The recent enactment of the EU’s AI Act represents a pivotal change in the AI landscape. Set for implementation in May 2024, the act classifies AI systems by risk levels, imposing stricter controls on those that could significantly impact human rights or safety. Moreover, it bans practices like mass surveillance and social scoring. Furthermore, it requires clear disclosure when users interact with AI and mandates human oversight for critical decisions. Firms failing to adhere to these standards face tough penalties, including fines and market restrictions, as the legislation aims to harmonize technological advancement with individual rights and public safety.

Impact of the AI Act on Businesses

The impact of this regulation, when fully in force, will have many business consequences. With the goal of not being exhaustive, we have reduced them to four.

  1. Regulation of high-risk applications: The law categorizes AI applications according to their risk level, focusing on intensively regulating those considered high-risk in sectors such as health, transportation, and education. This means that companies operating in these areas will have to subject their products to stricter compliance evaluations before their market launch.
  2. Specific prohibitions: The AI Act bans certain practices it considers dangerous, such as Chinese-style social scoring systems and toys that use AI to incite dangerous behaviors in minors. Companies will need to review their products and services to ensure they do not violate these standards.
  3. Transparency and labeling: One of the pillars of the AI Act is transparency.

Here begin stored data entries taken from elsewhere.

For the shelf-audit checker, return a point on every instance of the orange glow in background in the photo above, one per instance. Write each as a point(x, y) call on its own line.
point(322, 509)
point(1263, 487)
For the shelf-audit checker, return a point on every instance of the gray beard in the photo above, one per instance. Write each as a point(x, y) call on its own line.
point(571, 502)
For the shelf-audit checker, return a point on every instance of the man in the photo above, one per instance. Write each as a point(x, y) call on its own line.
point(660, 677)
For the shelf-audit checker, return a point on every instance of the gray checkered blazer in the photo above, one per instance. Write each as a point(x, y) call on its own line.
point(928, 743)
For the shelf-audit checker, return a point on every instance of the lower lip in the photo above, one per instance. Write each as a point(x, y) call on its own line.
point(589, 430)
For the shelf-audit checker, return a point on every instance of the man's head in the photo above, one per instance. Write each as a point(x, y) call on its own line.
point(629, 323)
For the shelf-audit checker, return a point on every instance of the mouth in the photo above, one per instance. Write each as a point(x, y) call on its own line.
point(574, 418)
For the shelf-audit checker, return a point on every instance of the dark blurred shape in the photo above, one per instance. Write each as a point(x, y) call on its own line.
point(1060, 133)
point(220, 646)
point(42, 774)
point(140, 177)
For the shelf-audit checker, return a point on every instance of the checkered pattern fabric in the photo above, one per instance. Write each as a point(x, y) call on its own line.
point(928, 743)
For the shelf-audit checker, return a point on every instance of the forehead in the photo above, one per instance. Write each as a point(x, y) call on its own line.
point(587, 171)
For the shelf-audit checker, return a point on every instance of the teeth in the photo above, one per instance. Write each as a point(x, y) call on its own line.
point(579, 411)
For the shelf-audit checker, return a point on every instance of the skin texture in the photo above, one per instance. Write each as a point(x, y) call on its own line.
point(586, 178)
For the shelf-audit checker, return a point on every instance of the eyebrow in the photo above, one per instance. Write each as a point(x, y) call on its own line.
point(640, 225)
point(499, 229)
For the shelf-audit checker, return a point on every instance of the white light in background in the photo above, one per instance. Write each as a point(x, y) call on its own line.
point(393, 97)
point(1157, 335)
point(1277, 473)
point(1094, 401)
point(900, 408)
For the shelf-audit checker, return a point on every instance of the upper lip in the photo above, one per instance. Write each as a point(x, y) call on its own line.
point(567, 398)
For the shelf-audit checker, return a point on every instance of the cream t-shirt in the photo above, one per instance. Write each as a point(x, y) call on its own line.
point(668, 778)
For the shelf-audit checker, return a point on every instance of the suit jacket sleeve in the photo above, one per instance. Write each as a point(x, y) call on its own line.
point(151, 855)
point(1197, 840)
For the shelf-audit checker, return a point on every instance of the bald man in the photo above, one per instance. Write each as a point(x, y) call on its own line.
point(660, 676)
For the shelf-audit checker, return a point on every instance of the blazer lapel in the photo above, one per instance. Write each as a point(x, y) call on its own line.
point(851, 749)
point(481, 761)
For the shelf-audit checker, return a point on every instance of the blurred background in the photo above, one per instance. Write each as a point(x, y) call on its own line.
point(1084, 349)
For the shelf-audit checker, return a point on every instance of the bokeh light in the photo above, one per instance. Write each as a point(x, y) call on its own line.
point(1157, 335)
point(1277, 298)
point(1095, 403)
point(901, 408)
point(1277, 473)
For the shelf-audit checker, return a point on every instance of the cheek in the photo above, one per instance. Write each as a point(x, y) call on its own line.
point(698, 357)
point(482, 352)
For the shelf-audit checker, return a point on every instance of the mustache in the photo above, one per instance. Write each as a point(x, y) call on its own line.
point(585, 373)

Companies will be required to inform users when they are interacting with an AI, which involves changes in how user interfaces and notification systems are designed.
  4. Supervision and governance: The new legislation also requires adequate human supervision in high-risk AI systems, and companies must establish and maintain detailed records of AI activity to facilitate audits and ensure regulatory compliance.

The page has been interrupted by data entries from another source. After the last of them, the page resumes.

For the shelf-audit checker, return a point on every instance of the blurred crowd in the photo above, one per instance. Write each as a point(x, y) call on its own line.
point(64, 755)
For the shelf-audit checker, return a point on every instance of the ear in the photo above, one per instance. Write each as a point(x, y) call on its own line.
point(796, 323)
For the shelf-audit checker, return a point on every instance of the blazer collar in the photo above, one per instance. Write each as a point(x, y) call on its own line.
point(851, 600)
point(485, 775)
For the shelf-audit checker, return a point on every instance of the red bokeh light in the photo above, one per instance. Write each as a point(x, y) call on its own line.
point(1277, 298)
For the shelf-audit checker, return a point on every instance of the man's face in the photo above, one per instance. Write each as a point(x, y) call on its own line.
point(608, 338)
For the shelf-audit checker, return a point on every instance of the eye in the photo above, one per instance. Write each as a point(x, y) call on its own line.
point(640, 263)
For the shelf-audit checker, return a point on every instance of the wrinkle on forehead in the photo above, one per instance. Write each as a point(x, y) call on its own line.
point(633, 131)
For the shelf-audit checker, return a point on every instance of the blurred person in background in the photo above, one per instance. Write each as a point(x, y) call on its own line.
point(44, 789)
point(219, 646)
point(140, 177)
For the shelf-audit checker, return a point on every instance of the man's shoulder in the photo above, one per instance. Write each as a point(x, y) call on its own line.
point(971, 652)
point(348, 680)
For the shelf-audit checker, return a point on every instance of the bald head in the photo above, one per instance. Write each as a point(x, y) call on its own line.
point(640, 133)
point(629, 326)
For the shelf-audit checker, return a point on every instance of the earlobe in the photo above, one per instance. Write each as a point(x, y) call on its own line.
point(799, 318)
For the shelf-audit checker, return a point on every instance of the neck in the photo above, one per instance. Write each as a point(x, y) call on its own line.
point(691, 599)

Preparations for Companies

Once the impacts are known, it is advisable for your company to progressively adapt to this new regulatory environment. Below I propose some lines of work that, from my point of view, are of transcendental importance to start this adaptation.

  1. AI impact assessment: Before implementing any AI solution, companies should conduct an impact assessment that includes risk analysis and mitigations. This is not only a legal requirement for certain types of AI, but also a good business practice to prevent future problems.
  2. Training and professional development: Training in AI ethics and regulatory compliance will become indispensable. Companies will need to train their development teams and executives to understand and correctly apply the AI Act rules.
  3. Investment in supervision technology: Investing in tools that allow monitoring, auditing, and modifying AI systems will help companies stay compliant and react quickly if problems arise.
  4. Collaboration with regulators and experts: Companies would do well to seek the advice of experts in regulation and AI ethics, and participate in forums and consortia discussing the implementation of the AI Act. This collaboration can facilitate a better understanding of regulatory expectations and best practices in the industry.

Opportunity of a New Regulatory Framework

The AI Act poses a significant challenge but also offers a chance for companies to showcase their commitment to responsible technological development. Furthermore, organizations that adapt to these regulations proactively will not only dodge penalties but will also earn consumer trust and position themselves as leaders in ethical AI adoption. Consequently, it is crucial for companies to start preparing now by aligning their strategies and operations with this new legal framework. This proactive approach will facilitate a smoother transition and ensure compliance.